= Dry Lips Oughta Move to Kapuskasing =

1989 play by Tomson Highway

Dry Lips Oughta Move to Kapuskasing is a play by Canadian writer Tomson Highway (Cree), which premiered in 1989 at Theatre Passe-Muraille in Toronto.

==Character List==
- Nanabush (playing the spirit of Gazelle Nataways, Patsy Pegahmagahbow, and Black Lady Halked): A mythical and spiritual creature that possesses the female characters.
- Zachary Jeremiah Keeschigeesik: He is the main character and is having a nightmare that Nanabush put on him. He fears coming home to his wife after waking up on Big Joey's couch with Big Joey's girlfriend but ends up waking up from the nightmare on his own couch with his wife and child.
- Hera Keechigeesik: Zachary's wife
- Big Joey: Is a warrior for the rez. He denies being the father to Dickie Bird Halked. His violence is supposed to be against the oppressive white systems but instead his violence is more against the other Natives of the rez. He witnesses Dickie Bird sexually assault Patsy but refuses to intervene, or let Creature intervene. His reason for letting Patsy be assaulted is that he hates women (page 120).
- Dickie Bird Halked: The illegitimate child of Big Joey. He was born in a bar and suffers from fetal alcohol syndrome; he is unable to talk. He sexually assaults Patsy with a crucifix, and kills her unborn baby.
- Pierre St. Pierre: The Rez bootlegger
- Spooky Lacroix: He has an obsession with Christianity. Throughout the play, he encourages his old friends to join his religion. He also frowns upon cursing and drinking
- Simon Starblanket: He is struggling with self-realization because he lost his belief in spirituality and tradition. His girlfriend is pregnant.
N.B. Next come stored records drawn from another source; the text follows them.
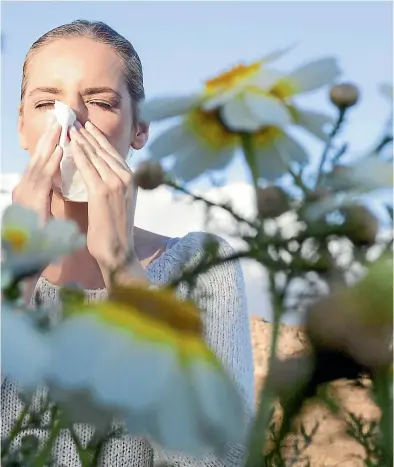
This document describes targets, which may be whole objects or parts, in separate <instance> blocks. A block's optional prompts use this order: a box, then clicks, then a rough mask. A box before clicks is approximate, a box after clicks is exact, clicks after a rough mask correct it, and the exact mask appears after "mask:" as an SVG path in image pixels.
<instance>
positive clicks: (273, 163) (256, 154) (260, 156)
mask: <svg viewBox="0 0 394 467" xmlns="http://www.w3.org/2000/svg"><path fill="white" fill-rule="evenodd" d="M255 154H256V159H257V168H258V173H259V177H261V178H264V179H265V180H268V181H273V180H276V179H277V178H279V177H281V176H282V175H283V174H284V173H286V172H287V169H288V167H287V165H286V164H285V163H284V162H283V160H282V158H281V155H280V153H279V151H278V149H277V148H276V146H275V145H274V144H273V142H270V143H267V144H265V145H263V146H261V147H256V148H255Z"/></svg>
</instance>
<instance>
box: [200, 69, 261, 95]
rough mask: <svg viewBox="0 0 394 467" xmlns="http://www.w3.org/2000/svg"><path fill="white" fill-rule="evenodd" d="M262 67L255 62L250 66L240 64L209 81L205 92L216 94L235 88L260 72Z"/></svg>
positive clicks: (206, 85) (205, 82) (206, 83)
mask: <svg viewBox="0 0 394 467" xmlns="http://www.w3.org/2000/svg"><path fill="white" fill-rule="evenodd" d="M260 67H261V64H260V62H254V63H252V64H250V65H244V64H242V63H241V64H239V65H236V66H235V67H233V68H231V69H230V70H227V71H225V72H224V73H222V74H220V75H219V76H216V77H215V78H212V79H209V80H207V81H206V82H205V92H206V93H207V94H215V93H217V92H223V91H226V90H228V89H231V88H233V87H234V86H235V85H237V84H238V83H240V82H241V81H243V80H245V79H247V78H249V77H250V76H252V75H253V74H254V73H256V72H257V71H259V69H260Z"/></svg>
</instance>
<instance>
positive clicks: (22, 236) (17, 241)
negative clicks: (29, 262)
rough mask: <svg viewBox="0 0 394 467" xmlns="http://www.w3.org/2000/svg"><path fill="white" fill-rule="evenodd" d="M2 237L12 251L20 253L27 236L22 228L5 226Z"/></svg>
mask: <svg viewBox="0 0 394 467" xmlns="http://www.w3.org/2000/svg"><path fill="white" fill-rule="evenodd" d="M2 239H3V240H4V241H6V242H8V243H9V244H10V245H11V248H12V249H13V251H15V252H18V253H20V252H22V251H23V250H24V249H25V247H26V245H27V242H28V240H29V236H28V234H27V232H25V231H23V230H20V229H15V228H12V227H8V228H7V227H5V228H4V229H3V232H2Z"/></svg>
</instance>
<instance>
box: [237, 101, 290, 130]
mask: <svg viewBox="0 0 394 467" xmlns="http://www.w3.org/2000/svg"><path fill="white" fill-rule="evenodd" d="M244 98H245V103H246V105H247V106H248V107H249V109H250V111H251V112H252V114H253V115H254V116H255V118H256V119H257V120H258V122H259V123H260V127H264V126H276V127H279V128H283V127H285V126H286V125H288V124H289V123H290V122H291V116H290V113H289V111H288V110H287V109H286V107H285V106H284V105H283V104H282V103H281V102H280V100H279V99H275V98H274V97H270V96H263V95H258V94H255V93H245V97H244Z"/></svg>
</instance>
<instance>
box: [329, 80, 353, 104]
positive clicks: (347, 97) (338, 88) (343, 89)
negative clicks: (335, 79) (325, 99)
mask: <svg viewBox="0 0 394 467" xmlns="http://www.w3.org/2000/svg"><path fill="white" fill-rule="evenodd" d="M359 97H360V92H359V90H358V88H357V86H355V85H354V84H348V83H343V84H336V85H334V86H332V88H331V89H330V99H331V102H332V103H333V104H334V105H336V106H337V107H338V108H339V109H346V108H348V107H352V106H353V105H355V104H357V102H358V100H359Z"/></svg>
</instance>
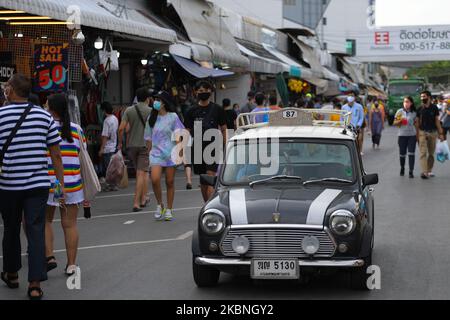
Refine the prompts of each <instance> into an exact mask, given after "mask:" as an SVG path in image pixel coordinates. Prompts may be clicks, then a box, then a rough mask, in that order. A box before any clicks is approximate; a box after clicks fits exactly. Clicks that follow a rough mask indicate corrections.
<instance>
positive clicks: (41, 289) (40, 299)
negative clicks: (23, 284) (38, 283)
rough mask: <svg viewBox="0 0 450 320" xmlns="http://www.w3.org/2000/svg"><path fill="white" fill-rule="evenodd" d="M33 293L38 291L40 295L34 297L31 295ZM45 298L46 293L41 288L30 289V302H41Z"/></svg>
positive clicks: (29, 289) (29, 296)
mask: <svg viewBox="0 0 450 320" xmlns="http://www.w3.org/2000/svg"><path fill="white" fill-rule="evenodd" d="M33 291H37V292H38V293H39V295H38V296H32V295H31V293H32V292H33ZM43 296H44V292H43V291H42V289H41V288H39V287H29V288H28V298H30V300H41V299H42V297H43Z"/></svg>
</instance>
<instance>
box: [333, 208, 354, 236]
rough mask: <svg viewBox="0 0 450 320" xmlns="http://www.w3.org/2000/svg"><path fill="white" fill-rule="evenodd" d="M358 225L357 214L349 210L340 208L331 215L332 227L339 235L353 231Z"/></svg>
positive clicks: (337, 234)
mask: <svg viewBox="0 0 450 320" xmlns="http://www.w3.org/2000/svg"><path fill="white" fill-rule="evenodd" d="M355 227H356V219H355V216H354V215H353V214H352V213H351V212H350V211H347V210H338V211H336V212H334V213H333V214H332V215H331V217H330V228H331V230H332V231H333V232H334V233H335V234H337V235H338V236H346V235H349V234H350V233H352V232H353V231H354V230H355Z"/></svg>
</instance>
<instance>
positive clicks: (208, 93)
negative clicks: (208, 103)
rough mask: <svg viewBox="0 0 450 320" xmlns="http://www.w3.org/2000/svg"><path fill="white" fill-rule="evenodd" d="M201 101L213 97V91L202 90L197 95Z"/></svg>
mask: <svg viewBox="0 0 450 320" xmlns="http://www.w3.org/2000/svg"><path fill="white" fill-rule="evenodd" d="M197 97H198V99H199V100H200V101H206V100H208V99H209V98H210V97H211V92H202V93H199V94H198V95H197Z"/></svg>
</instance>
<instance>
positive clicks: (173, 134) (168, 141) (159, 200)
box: [144, 91, 184, 221]
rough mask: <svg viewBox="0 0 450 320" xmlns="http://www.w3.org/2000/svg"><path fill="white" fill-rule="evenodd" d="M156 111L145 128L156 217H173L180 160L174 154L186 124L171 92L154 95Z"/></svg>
mask: <svg viewBox="0 0 450 320" xmlns="http://www.w3.org/2000/svg"><path fill="white" fill-rule="evenodd" d="M154 98H155V102H154V103H153V111H152V113H151V115H150V117H149V119H148V121H147V124H146V127H145V136H144V139H145V141H146V142H147V150H148V152H149V157H150V166H151V168H152V170H151V179H152V185H153V192H154V194H155V198H156V201H157V207H156V212H155V219H156V220H166V221H171V220H172V219H173V201H174V197H175V173H176V166H177V165H179V164H180V163H178V159H175V158H174V156H173V154H174V151H175V150H176V149H175V148H176V145H177V144H178V143H180V142H181V130H183V129H184V125H183V123H182V122H181V120H180V118H178V115H177V114H176V113H175V108H174V106H173V104H172V100H171V97H170V95H169V93H167V92H165V91H161V92H159V93H158V94H156V95H155V97H154ZM163 171H165V174H166V188H167V207H166V206H165V205H164V203H163V200H162V191H161V177H162V174H163Z"/></svg>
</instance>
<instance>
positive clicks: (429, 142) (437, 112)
mask: <svg viewBox="0 0 450 320" xmlns="http://www.w3.org/2000/svg"><path fill="white" fill-rule="evenodd" d="M420 100H421V101H422V106H421V107H420V109H419V110H418V111H417V118H418V119H419V121H417V122H416V131H417V140H418V142H419V152H420V166H421V167H422V174H421V175H420V177H421V178H422V179H428V178H430V177H434V174H433V173H432V169H433V165H434V152H435V150H436V139H437V137H438V133H439V138H440V139H441V141H444V140H445V138H444V132H443V130H442V127H441V122H440V120H439V109H438V107H437V106H436V105H434V104H432V103H431V102H432V101H431V93H430V92H429V91H423V92H422V93H421V94H420Z"/></svg>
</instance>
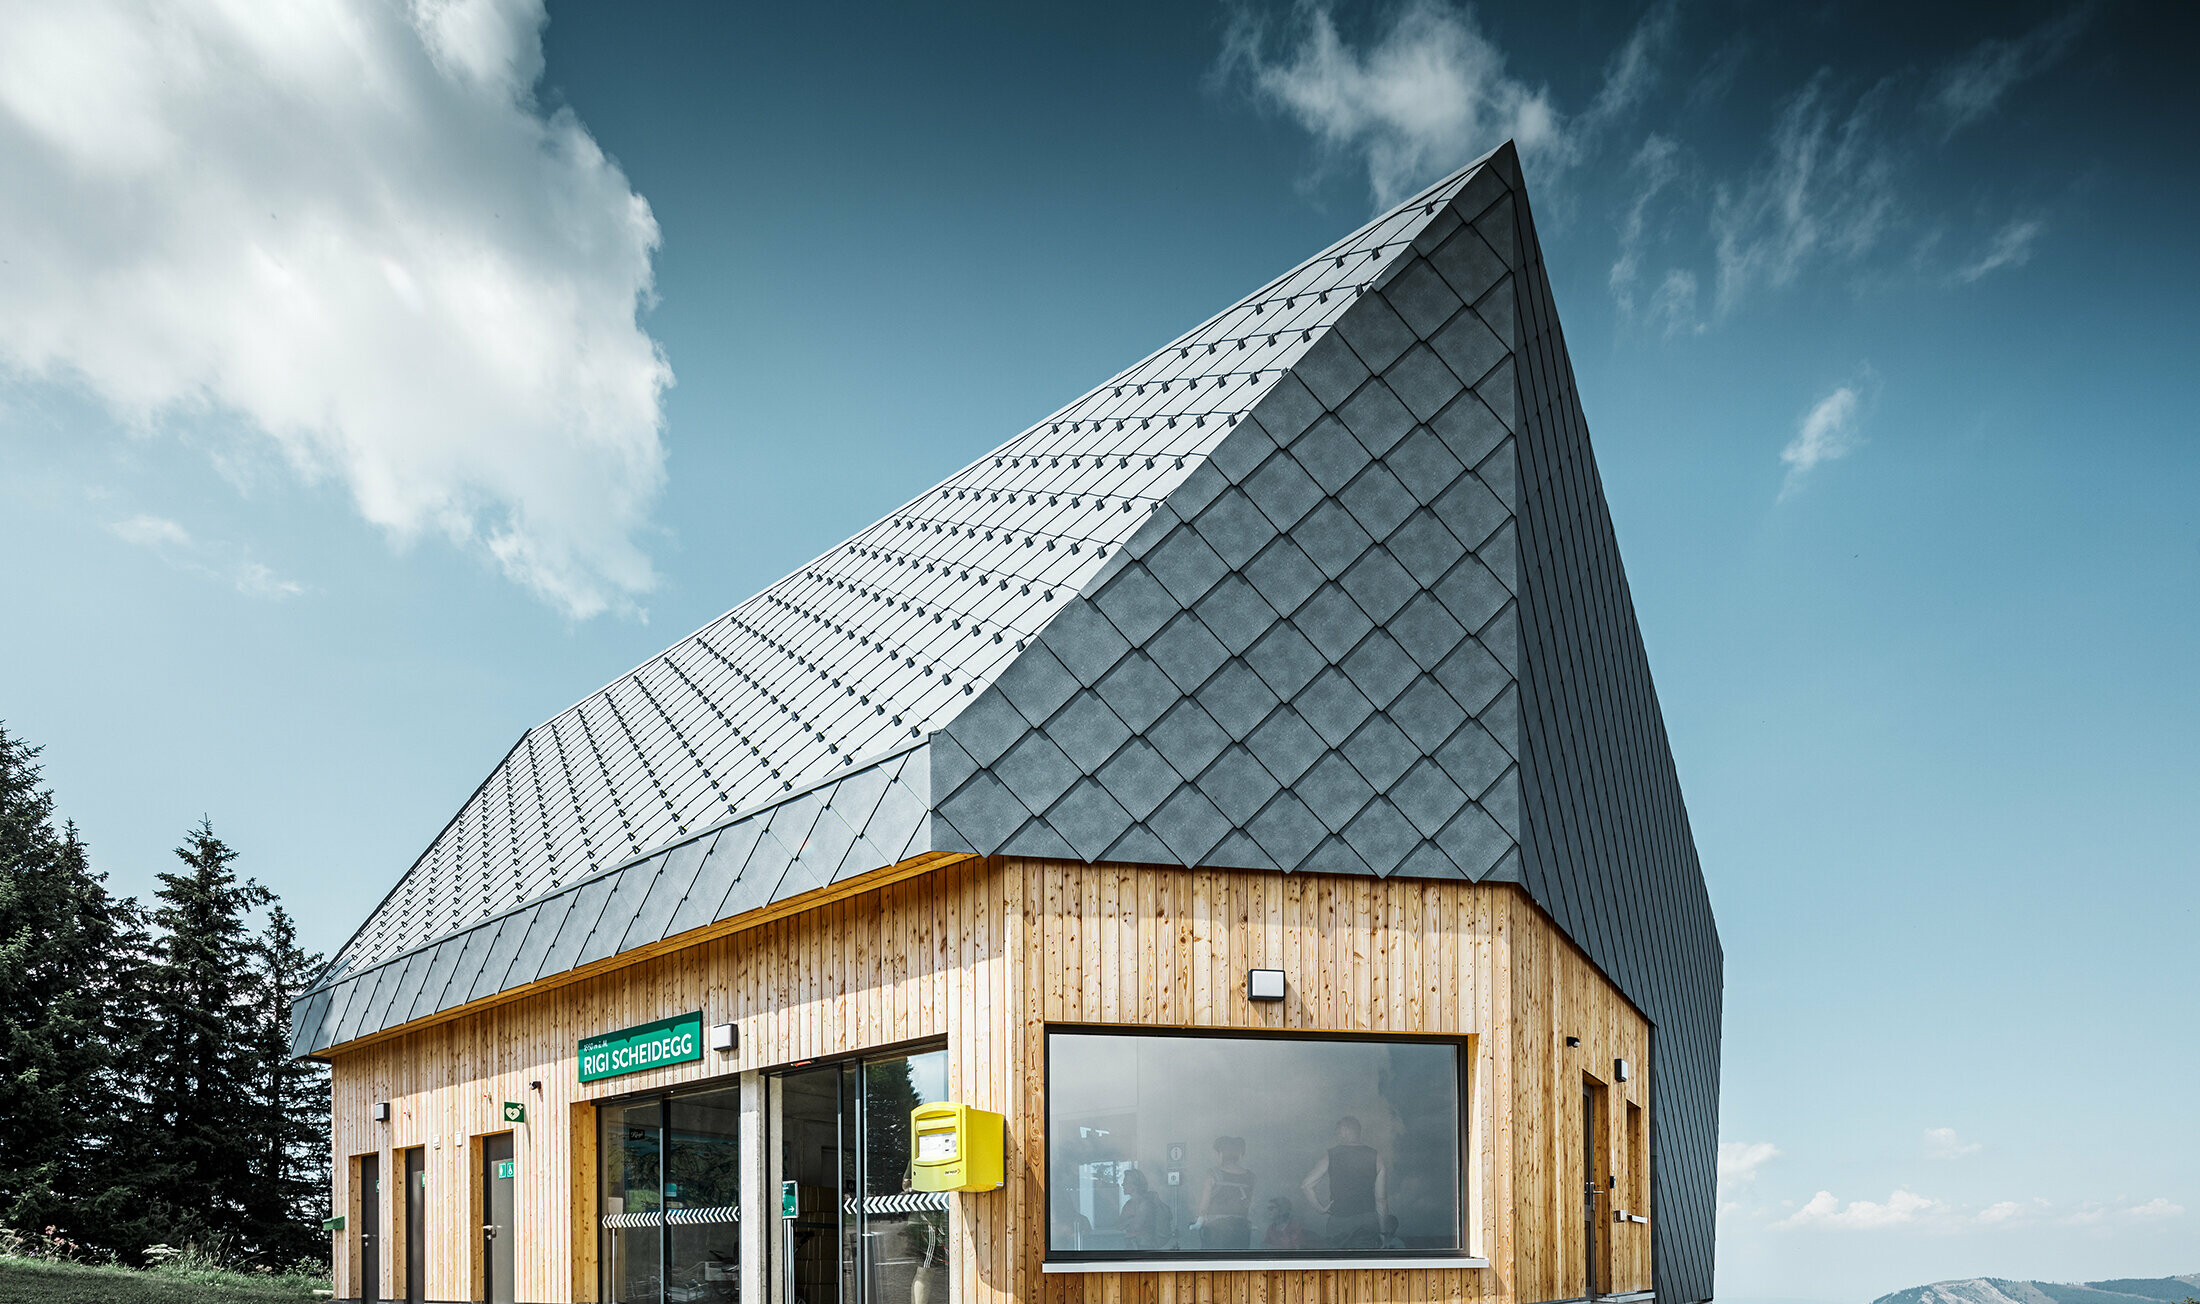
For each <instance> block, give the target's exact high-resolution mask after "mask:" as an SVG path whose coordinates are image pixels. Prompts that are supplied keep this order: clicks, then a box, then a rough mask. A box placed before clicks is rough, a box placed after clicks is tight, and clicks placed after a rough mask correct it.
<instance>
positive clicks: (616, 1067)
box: [581, 1009, 702, 1082]
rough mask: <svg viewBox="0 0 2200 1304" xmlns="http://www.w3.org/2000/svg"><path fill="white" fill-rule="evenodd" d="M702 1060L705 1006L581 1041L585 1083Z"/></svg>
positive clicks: (583, 1077) (618, 1029) (608, 1032)
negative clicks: (662, 1067)
mask: <svg viewBox="0 0 2200 1304" xmlns="http://www.w3.org/2000/svg"><path fill="white" fill-rule="evenodd" d="M689 1060H702V1009H697V1012H695V1014H680V1016H673V1018H660V1020H656V1023H645V1025H640V1027H623V1029H618V1031H607V1034H603V1036H592V1038H587V1040H583V1042H581V1082H596V1080H598V1078H618V1075H620V1073H640V1071H642V1069H662V1067H664V1064H686V1062H689Z"/></svg>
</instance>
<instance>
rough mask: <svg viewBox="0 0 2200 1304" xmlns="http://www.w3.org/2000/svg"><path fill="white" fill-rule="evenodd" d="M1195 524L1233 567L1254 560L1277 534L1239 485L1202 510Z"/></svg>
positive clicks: (1232, 486) (1212, 501)
mask: <svg viewBox="0 0 2200 1304" xmlns="http://www.w3.org/2000/svg"><path fill="white" fill-rule="evenodd" d="M1192 526H1195V528H1197V530H1199V537H1201V539H1206V541H1208V548H1212V550H1214V554H1217V556H1221V559H1223V561H1225V563H1230V570H1236V567H1241V565H1245V563H1247V561H1252V556H1254V554H1256V552H1261V550H1263V548H1267V541H1269V539H1274V537H1276V526H1274V523H1269V519H1267V517H1263V515H1261V508H1256V506H1254V504H1252V499H1250V497H1245V493H1243V490H1239V488H1236V486H1232V488H1230V490H1228V493H1223V495H1221V497H1219V499H1214V501H1212V504H1210V506H1208V510H1203V512H1199V519H1195V521H1192Z"/></svg>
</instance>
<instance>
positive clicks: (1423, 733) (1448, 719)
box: [1390, 675, 1467, 752]
mask: <svg viewBox="0 0 2200 1304" xmlns="http://www.w3.org/2000/svg"><path fill="white" fill-rule="evenodd" d="M1390 719H1395V721H1397V728H1401V730H1406V737H1408V739H1412V741H1415V745H1419V748H1421V750H1423V752H1432V750H1437V748H1439V745H1441V743H1443V739H1448V737H1452V730H1456V728H1459V723H1461V721H1463V719H1467V712H1465V710H1461V708H1459V704H1456V701H1452V695H1450V693H1445V690H1443V686H1441V684H1437V679H1434V677H1430V675H1421V677H1419V679H1415V682H1412V686H1410V688H1406V693H1404V695H1401V697H1399V699H1397V701H1395V704H1393V708H1390Z"/></svg>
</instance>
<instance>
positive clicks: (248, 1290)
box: [0, 1258, 328, 1304]
mask: <svg viewBox="0 0 2200 1304" xmlns="http://www.w3.org/2000/svg"><path fill="white" fill-rule="evenodd" d="M315 1286H321V1289H323V1291H326V1289H328V1280H326V1278H319V1280H315V1278H304V1275H268V1273H233V1271H227V1269H213V1267H176V1264H169V1267H161V1269H145V1271H139V1269H114V1267H95V1264H81V1262H55V1260H40V1258H0V1300H7V1304H293V1302H297V1300H315V1293H312V1291H315Z"/></svg>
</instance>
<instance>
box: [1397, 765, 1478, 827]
mask: <svg viewBox="0 0 2200 1304" xmlns="http://www.w3.org/2000/svg"><path fill="white" fill-rule="evenodd" d="M1390 800H1393V803H1395V805H1397V809H1399V811H1401V814H1404V816H1406V818H1408V820H1412V827H1415V829H1421V836H1434V833H1437V829H1441V827H1443V825H1445V822H1450V818H1452V816H1454V814H1459V807H1463V805H1467V794H1465V792H1461V789H1459V785H1456V783H1452V778H1450V776H1448V774H1445V772H1443V767H1441V765H1437V763H1434V761H1428V759H1423V761H1421V763H1417V765H1415V767H1412V770H1408V772H1406V776H1404V778H1399V781H1397V783H1393V785H1390Z"/></svg>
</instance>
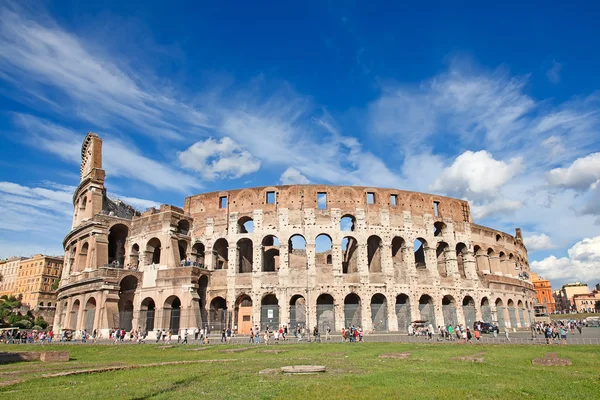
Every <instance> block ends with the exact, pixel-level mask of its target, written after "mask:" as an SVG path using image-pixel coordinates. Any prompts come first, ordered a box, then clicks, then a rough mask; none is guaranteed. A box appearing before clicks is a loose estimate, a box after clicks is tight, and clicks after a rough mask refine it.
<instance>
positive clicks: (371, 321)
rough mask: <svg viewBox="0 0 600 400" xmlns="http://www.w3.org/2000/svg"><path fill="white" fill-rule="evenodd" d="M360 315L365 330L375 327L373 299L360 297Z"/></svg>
mask: <svg viewBox="0 0 600 400" xmlns="http://www.w3.org/2000/svg"><path fill="white" fill-rule="evenodd" d="M360 317H361V320H362V322H361V324H362V328H363V332H369V331H370V330H371V329H373V323H372V321H371V299H370V298H367V299H363V298H362V297H361V299H360Z"/></svg>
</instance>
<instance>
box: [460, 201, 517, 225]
mask: <svg viewBox="0 0 600 400" xmlns="http://www.w3.org/2000/svg"><path fill="white" fill-rule="evenodd" d="M521 207H523V203H521V202H520V201H517V200H510V199H503V198H497V199H494V200H492V201H490V202H485V203H479V202H473V201H471V215H472V216H473V219H474V220H475V221H477V220H481V219H484V218H486V217H489V216H492V215H499V214H501V215H505V216H506V215H514V212H515V211H516V210H518V209H519V208H521Z"/></svg>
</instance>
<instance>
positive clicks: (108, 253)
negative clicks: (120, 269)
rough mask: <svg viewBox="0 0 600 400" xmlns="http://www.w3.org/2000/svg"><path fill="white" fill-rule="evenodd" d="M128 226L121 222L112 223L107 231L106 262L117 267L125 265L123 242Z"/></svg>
mask: <svg viewBox="0 0 600 400" xmlns="http://www.w3.org/2000/svg"><path fill="white" fill-rule="evenodd" d="M128 233H129V228H127V226H125V225H123V224H116V225H113V226H112V227H111V228H110V230H109V232H108V263H109V264H113V265H115V266H117V267H123V265H125V242H126V240H127V235H128Z"/></svg>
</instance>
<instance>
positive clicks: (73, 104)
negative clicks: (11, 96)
mask: <svg viewBox="0 0 600 400" xmlns="http://www.w3.org/2000/svg"><path fill="white" fill-rule="evenodd" d="M13 4H14V3H13ZM38 11H39V10H38ZM0 74H1V75H2V77H3V78H4V79H5V80H8V81H10V82H13V83H14V84H15V85H18V86H19V89H20V91H27V92H28V93H35V94H36V97H37V98H38V99H39V100H41V101H43V102H44V103H46V105H51V106H53V108H55V112H57V113H62V114H63V116H64V117H70V116H71V113H74V114H75V116H77V117H78V118H80V119H82V120H85V121H88V122H90V123H92V124H94V125H95V126H99V127H103V128H114V127H126V128H135V129H136V130H137V132H138V133H140V134H147V135H152V136H155V137H157V138H181V137H183V135H184V134H188V133H189V132H190V131H194V130H196V131H197V130H201V129H204V128H206V127H207V126H210V121H209V118H208V116H207V115H205V114H204V113H202V112H200V111H198V110H197V109H195V108H194V107H191V106H190V105H188V104H186V103H184V102H181V101H179V100H178V99H176V98H174V97H171V96H169V95H166V94H165V93H168V92H169V91H170V90H169V88H168V87H160V86H156V85H153V83H154V82H155V80H154V79H150V77H147V76H136V75H135V74H134V73H133V72H132V71H131V69H126V68H123V67H122V66H120V65H119V64H118V62H117V61H115V60H111V59H110V58H106V57H100V56H98V55H97V54H95V53H94V52H93V50H92V49H90V48H89V47H88V46H86V43H85V42H84V41H83V40H81V39H80V38H79V37H77V36H75V35H73V34H71V33H68V32H66V31H65V30H63V29H61V28H60V27H59V26H58V25H56V24H55V23H54V22H53V21H52V20H51V19H49V18H47V17H46V18H43V17H40V16H39V15H36V16H32V15H29V14H28V12H27V11H26V10H24V9H20V8H15V7H14V6H13V7H11V6H9V5H6V6H3V7H0ZM16 93H19V92H16ZM58 104H60V106H59V105H58Z"/></svg>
He intends to go to South Dakota because of the Native suppression.
- Creature: Big Joey's side kick. He almost always takes Big Joey's side because he is in love with him.

==Plot summary==
Set in the fictional Wasaychigan Hill reserve in Northern Ontario, Dry Lips is a companion piece to Highway's earlier play The Rez Sisters. The Rez Sisters focused on seven women from the community; Dry Lips, whose original working title was The Rez Brothers, is about seven men. It is written in a mix of English, Cree, and Ojibway. It tells the story of life on the Wasaychigan Hill Indian Reserve and the men on the reserve as well.

The men talk about their plans; Big Joey wants to get a radio show, Zachary wants to open a bakery while Pierre St. Pierre got a new job as a referee for the women's hockey games. Nanabush is a trickster; she can change shape and gender, enact the men's phobias and fantasies about women and also shows the misogynistic attitudes of the men in the play. Each character has their own story within the bigger picture.

The play's original cast included Gary Farmer, Billy Merasty and Graham Greene. Highway's brother René and musician Carlos del Junco were also involved in the production.

In 2010, Highway also staged Paasteewitoon Kaapooskaysing Tageespichit, a Cree language version of the play.

==Awards==
- Dora Mavor Moore Awards, 1989
  - Outstanding New Play (Tomson Highway)
  - Outstanding Production (Theatre Passe Muraille and Native Earth Performing Arts Inc.)
  - Outstanding Performance by a Male in a Leading Role (Graham Greene)
  - Outstanding Performance by a Female in a Featured Role (Doris Linklater)
- Floyd S. Chalmers Canadian Play Award, 1989
- Governor General's Literary Award (shortlisted in English Drama)

== Bibliography ==
- Djubal, Clay."Strategies of Subversion: An Examination of Tomson Highway's The Rez Sisters and its Appropriation of Sonata Form" The University of Queensland, 1998. Includes an analysis of Dry Lips. (Retrieved 31 January 2014).